NaNs are technically errors and are sometimes treated as such. However, in graphics the easiest thing to do is just return Zero and not generate an error that halts the program. NaNs that don’t cause an exception or generate an error are called Quiet NaNs. This is what was happening to my curtain renders – the NaN results were simply being rendered as black specs (RGBA: 0, 0, 0, 0).

So, how are NaNs created?

  • All mathematical operations with a NaN as at least one operand
  • The divisions 0/0, ∞/∞, ∞/-∞, -∞/∞, and -∞/-∞
  • The multiplications 0×∞ and 0×-∞
  • The additions ∞ + (-∞), (-∞) + ∞ and equivalent subtractions.
  • Applying a function to arguments outside its domain, including taking the square root of a negative number, taking the logarithm of zero or a negative number, or taking the inverse sine or cosine of a number which is less than -1 or greater than +1.

It may seem like it’s pretty easy to avoid NaNs, but even some everyday functions can generate Quiet NaNs if you’re not careful. I ran into a Quiet NaN today that I managed to generate myself using some pretty innocuous HLSL code. It kept me occupied for a good 20 minutes before I finally realized what was happening. Here’s the offending code (explanation follows – see if you can spot the problem):

float2 Vec = normalize(float2(U, V));

Hint1: Dividing by zero will cause a NaN.
Hint2: The problem is a bit hidden in the normalize() function call.
Hint3: Vector Normalization

Answer: In the above code, a NaN is generated if we try to normalize a zero-length vector.

In order to get around this problem, we have to check for a zero-length vector before we make the function call. However, due to something I haven’t quite figured out, once a variable is “dirtied” by a NaN it can’t be recovered. From what I have read this could be a driver issue.
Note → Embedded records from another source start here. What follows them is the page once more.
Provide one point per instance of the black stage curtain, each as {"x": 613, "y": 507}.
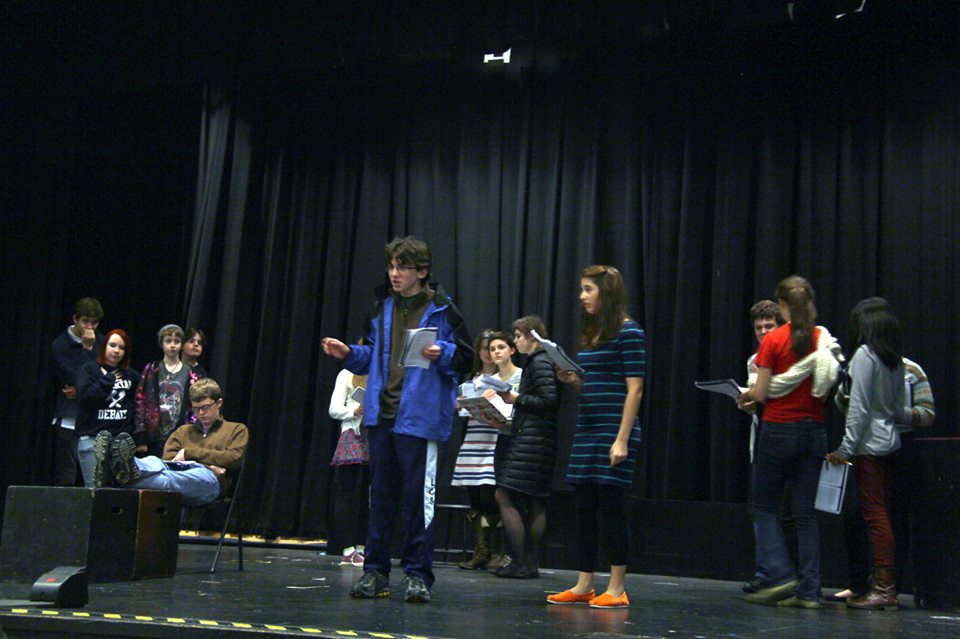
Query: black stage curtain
{"x": 706, "y": 167}
{"x": 704, "y": 173}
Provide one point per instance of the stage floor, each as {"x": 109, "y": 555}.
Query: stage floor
{"x": 300, "y": 593}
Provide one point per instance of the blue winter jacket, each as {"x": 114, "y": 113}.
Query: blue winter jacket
{"x": 429, "y": 395}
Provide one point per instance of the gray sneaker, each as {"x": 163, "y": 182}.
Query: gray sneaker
{"x": 371, "y": 585}
{"x": 416, "y": 590}
{"x": 124, "y": 468}
{"x": 102, "y": 473}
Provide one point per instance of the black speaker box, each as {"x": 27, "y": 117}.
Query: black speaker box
{"x": 118, "y": 534}
{"x": 64, "y": 587}
{"x": 936, "y": 540}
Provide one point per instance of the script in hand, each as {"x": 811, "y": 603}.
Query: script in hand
{"x": 831, "y": 487}
{"x": 414, "y": 342}
{"x": 485, "y": 410}
{"x": 558, "y": 355}
{"x": 726, "y": 387}
{"x": 491, "y": 381}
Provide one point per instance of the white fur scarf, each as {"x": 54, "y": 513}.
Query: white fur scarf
{"x": 823, "y": 363}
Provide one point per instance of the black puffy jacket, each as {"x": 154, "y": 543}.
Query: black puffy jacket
{"x": 528, "y": 464}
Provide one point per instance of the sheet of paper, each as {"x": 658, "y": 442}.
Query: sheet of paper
{"x": 726, "y": 387}
{"x": 413, "y": 344}
{"x": 558, "y": 355}
{"x": 831, "y": 487}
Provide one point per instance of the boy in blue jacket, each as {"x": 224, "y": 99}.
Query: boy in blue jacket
{"x": 407, "y": 413}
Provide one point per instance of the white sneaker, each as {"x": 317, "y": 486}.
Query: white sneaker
{"x": 348, "y": 553}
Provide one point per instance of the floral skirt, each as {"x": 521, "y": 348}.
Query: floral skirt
{"x": 351, "y": 449}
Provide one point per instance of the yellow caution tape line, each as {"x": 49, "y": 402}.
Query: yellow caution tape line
{"x": 201, "y": 623}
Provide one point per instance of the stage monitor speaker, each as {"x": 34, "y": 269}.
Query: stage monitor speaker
{"x": 64, "y": 587}
{"x": 936, "y": 553}
{"x": 118, "y": 534}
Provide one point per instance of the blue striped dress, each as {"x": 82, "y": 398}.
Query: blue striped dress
{"x": 606, "y": 368}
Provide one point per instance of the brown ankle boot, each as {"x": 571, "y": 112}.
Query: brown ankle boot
{"x": 481, "y": 552}
{"x": 882, "y": 594}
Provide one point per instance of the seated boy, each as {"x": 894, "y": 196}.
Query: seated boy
{"x": 198, "y": 459}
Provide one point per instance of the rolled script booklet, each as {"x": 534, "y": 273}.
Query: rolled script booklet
{"x": 413, "y": 344}
{"x": 558, "y": 355}
{"x": 485, "y": 410}
{"x": 726, "y": 387}
{"x": 490, "y": 381}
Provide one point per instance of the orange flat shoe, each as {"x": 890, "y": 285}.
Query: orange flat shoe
{"x": 567, "y": 597}
{"x": 608, "y": 601}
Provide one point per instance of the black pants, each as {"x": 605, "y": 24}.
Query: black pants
{"x": 65, "y": 462}
{"x": 600, "y": 509}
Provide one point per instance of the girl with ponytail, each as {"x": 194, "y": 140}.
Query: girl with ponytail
{"x": 795, "y": 369}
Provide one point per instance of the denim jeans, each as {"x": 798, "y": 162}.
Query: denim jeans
{"x": 788, "y": 453}
{"x": 197, "y": 484}
{"x": 85, "y": 456}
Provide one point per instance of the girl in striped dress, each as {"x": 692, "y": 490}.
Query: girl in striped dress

Because of this, the following code to test for a NaN result doesn’t work:

float U = 0.0f;
float V = 0.0f;
float2 Vec = (0.0f, 0.0f);
if(U + V != 0.0f) { Vec = normalize(float2(U, V)); }

Instead of executing NaN-causing code directly in the ‘if’ statement, I tested for the conditions that can cause a NaN first, thereby avoiding the NaN result entirely. I first checked if my vector was of zero-length. Only then did I normalize it myself. This prevented a NaN from being generated at all:

float U = 0.0f;
float V = 0.0f;
float2 Vec = float2(U, V);
float test = length(Vec);
if(test == 0.0f) { test = 1.0f; }
Vec = Vec / test;

I’m still curious as to why a NaN “dirties” any variable it is assigned to, however. It seems like the ‘if’ statement is getting flattened by the compiler and the NaN result is hanging around even if the conditions that cause it are not met. Does anyone have any insight into this?